Directly committing to main is like performing surgery on a live patient without knowing if your new technique will work. It's reckless and unprofessional.

Creating a Parallel Universe: Branching

So how do we do work? We create a branch.

A branch is a separate, isolated, parallel timeline. It's a "What If...?" universe where you can safely work on a new feature or experiment with an idea.

  • When you create a branch, you are creating a lightweight, movable pointer that starts at the exact commit you're currently on.
  • As you make new commits on this branch, your new timeline moves forward, completely independent of the main timeline.
  • It is incredibly fast and cheap to create branches in Git. Professional developers create branches for everything, even a one-line bug fix.

Commands:

  • git branch <branch-name>: This creates a new branch pointer but does not switch you to it. (Like drawing a door to a new universe but not walking through it).
  • git checkout <branch-name>: This switches your HEAD pointer and your working directory to the specified branch. (Like walking through the door).

The Portal Gun: git checkout -b

You will almost never use git branch and git checkout separately.
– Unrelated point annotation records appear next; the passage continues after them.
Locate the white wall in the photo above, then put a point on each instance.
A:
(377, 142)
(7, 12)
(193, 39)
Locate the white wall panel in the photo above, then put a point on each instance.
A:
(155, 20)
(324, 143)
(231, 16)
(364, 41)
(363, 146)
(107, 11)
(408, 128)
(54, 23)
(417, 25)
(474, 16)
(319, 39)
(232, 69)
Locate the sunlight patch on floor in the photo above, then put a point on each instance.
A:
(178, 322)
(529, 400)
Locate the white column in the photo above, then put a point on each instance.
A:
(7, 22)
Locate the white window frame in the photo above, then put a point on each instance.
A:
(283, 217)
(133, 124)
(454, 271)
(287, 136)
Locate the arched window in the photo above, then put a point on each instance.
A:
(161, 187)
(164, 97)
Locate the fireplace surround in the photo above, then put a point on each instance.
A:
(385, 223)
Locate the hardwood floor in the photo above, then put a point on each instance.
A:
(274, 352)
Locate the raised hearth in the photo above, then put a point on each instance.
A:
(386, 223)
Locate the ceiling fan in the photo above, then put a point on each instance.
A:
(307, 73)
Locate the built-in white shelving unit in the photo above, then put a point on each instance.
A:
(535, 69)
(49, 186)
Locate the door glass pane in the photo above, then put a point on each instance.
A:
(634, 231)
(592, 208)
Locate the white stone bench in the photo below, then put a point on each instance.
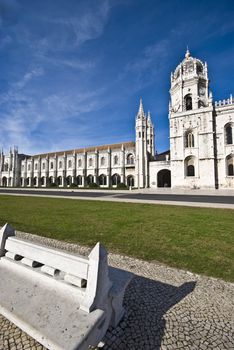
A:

There is a far more convenient command that does both at once.

            
              git checkout -b <branch-name>
            
          
  • -b: This flag stands for "branch." It tells the checkout command, "I want you to create a new branch with this name, and then immediately switch me to it."
  • This is your "portal gun." It creates a new parallel universe and teleports you into it in one smooth action.

Let's see it in action:

            
            # We are on the main timeline
            $ git status
            On branch main

            # Let's create a new feature branch 
            # to add a user login system
            $ git checkout -b feat/user-login
            Switched to a new branch 'feat/user-login'

            # The portal gun worked!
            $ git status
            On branch feat/user-login
            
          

Now, if you create a file called login.js, add it, and commit it, that commit will exist only in the feat/user-login timeline. If you were to git checkout main, login.js would instantly disappear from your file system, because it does not exist in the main timeline's history. This is the magic of branches in action.

Fusing Timelines: Merging

The Happy Path: Fast-Forward Merge

Your new feature is complete and tested on its branch. It's time to bring that work into the "Sacred Timeline" (main). This process is called merging.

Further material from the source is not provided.